Tutto qui. Non vedo che cosa ci sia di riprovevole a chiedere di manifestare quello che si dice di volere. Anche per evitare ogni equivoco, ogni appiglio per insinuare dubbi e sospetti. La chiarezza nei rapporti non solo tra persone singole ma anche tra gruppi di qualsiasi tipo è fondamentale per poter attuare una convivenza serena e produttiva per tutti.
Se manca questa trasparenza rimane sempre il sospetto che le parole nascondano, per motivi inconfessabili, simpatie e collusioni con chi commette atrocità che la nostra società ha condannato apertamente. Anche se poi tra di noi c’è sempre qualcuno che trasgredisce, ma che comunque cerchiamo di isolare, come si fa proprio in questi giorni con chi può essere un diffusore di Ebola.

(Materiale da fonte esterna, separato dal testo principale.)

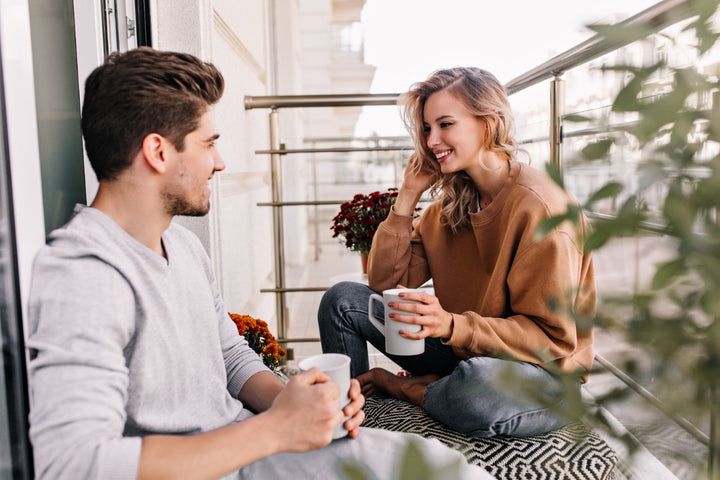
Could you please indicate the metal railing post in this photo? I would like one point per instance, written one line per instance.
(714, 453)
(316, 210)
(278, 233)
(557, 110)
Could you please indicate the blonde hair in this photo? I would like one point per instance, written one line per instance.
(483, 96)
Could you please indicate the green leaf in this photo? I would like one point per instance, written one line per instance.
(597, 150)
(667, 272)
(611, 189)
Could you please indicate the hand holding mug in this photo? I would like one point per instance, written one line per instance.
(306, 411)
(426, 312)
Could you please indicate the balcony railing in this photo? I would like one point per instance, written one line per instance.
(658, 17)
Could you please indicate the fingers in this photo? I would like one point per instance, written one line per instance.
(311, 377)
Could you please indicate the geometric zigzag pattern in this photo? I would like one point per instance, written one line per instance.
(569, 453)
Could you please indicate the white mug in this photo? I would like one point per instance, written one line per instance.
(337, 367)
(395, 344)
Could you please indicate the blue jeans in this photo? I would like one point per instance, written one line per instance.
(480, 396)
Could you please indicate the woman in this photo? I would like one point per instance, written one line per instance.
(502, 319)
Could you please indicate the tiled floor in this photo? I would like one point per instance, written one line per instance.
(669, 452)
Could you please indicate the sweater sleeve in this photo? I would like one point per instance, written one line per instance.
(79, 327)
(397, 255)
(540, 288)
(241, 361)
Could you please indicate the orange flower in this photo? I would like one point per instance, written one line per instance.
(260, 339)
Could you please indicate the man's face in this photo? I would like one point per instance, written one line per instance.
(187, 191)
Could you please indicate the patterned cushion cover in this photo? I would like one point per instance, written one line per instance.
(572, 452)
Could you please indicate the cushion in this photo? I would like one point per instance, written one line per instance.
(571, 452)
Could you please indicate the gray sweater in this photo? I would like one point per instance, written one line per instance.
(124, 343)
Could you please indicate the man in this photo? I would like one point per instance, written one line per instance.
(136, 369)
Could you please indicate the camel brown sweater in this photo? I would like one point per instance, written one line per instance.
(496, 278)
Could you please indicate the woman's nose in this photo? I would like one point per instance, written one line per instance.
(432, 139)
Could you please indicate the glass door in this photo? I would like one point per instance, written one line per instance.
(15, 458)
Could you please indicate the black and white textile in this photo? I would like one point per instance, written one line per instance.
(572, 452)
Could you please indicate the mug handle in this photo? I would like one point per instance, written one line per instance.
(371, 316)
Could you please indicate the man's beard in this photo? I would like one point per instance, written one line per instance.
(177, 205)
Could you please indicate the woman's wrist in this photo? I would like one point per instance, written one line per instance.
(406, 201)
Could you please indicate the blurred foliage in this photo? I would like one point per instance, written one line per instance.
(677, 317)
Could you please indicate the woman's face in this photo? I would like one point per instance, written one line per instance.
(453, 134)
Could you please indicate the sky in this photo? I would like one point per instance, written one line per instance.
(406, 40)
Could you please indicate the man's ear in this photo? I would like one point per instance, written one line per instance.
(154, 149)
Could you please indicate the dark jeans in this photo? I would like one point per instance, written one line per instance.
(480, 396)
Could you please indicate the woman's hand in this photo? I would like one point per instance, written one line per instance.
(414, 184)
(414, 180)
(435, 321)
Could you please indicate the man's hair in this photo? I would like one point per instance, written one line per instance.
(143, 91)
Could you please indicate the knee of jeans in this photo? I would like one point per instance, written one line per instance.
(341, 297)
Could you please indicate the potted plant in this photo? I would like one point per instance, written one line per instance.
(358, 220)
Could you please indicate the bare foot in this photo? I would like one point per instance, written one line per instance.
(380, 381)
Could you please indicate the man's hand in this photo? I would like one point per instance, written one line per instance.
(305, 413)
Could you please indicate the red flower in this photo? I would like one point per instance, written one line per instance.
(358, 219)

La parola “vescovo” deriva dal greco “episcopos”, cioè “colui che guarda dall’alto”, che è come dire “sentinella” di un gruppo di persone che si affidano alla sua vigilanza. Se la sentinella di Imola ha dato un allarme penso che sia ragionevole svegliarsi per essere pronti ad ogni eventualità, sempre con la speranza e il desiderio che non ci sia bisogno di intervenire contro gli assalitori.
  E non tiriamo fuori il solito spauracchio delle crociate. Non credo proprio che sia il clima che si respira nelle nostre sacrestie. Chi lo pensa, evidentemente non le frequenta molto e forse ha ancora in mente gli anni quaranta del secolo scorso quando si cantava ”un esercito ha l’altar!”.
Spero sia solo una mia impressione, ma oggi sembra che si debba parlare piuttosto, con una certa giustificata preoccupazione, di “mezzelunate”. Mi si passi il neologismo, che certamente richiamerà alla mente di qualche fratello un certo Pierre l’Ermite di cui però non condivido assolutamente né ideali né metodi.
Il rifiuto e la condanna della violenza non ci portano a condannare il fratello violento, ma a fare tutto il possibile perché cambi il suo comportamento e cessi la violenza. Questo ci chiede il vangelo, non di far finta di niente. Se non ci impegniamo a trasformare in meglio questo nostro mondo non possiamo dirci cristiani. Anche se ci siamo sentiti ripetere per secoli che un buon cristiano deve disinteressarsi del mondo e pensare solo al paradiso.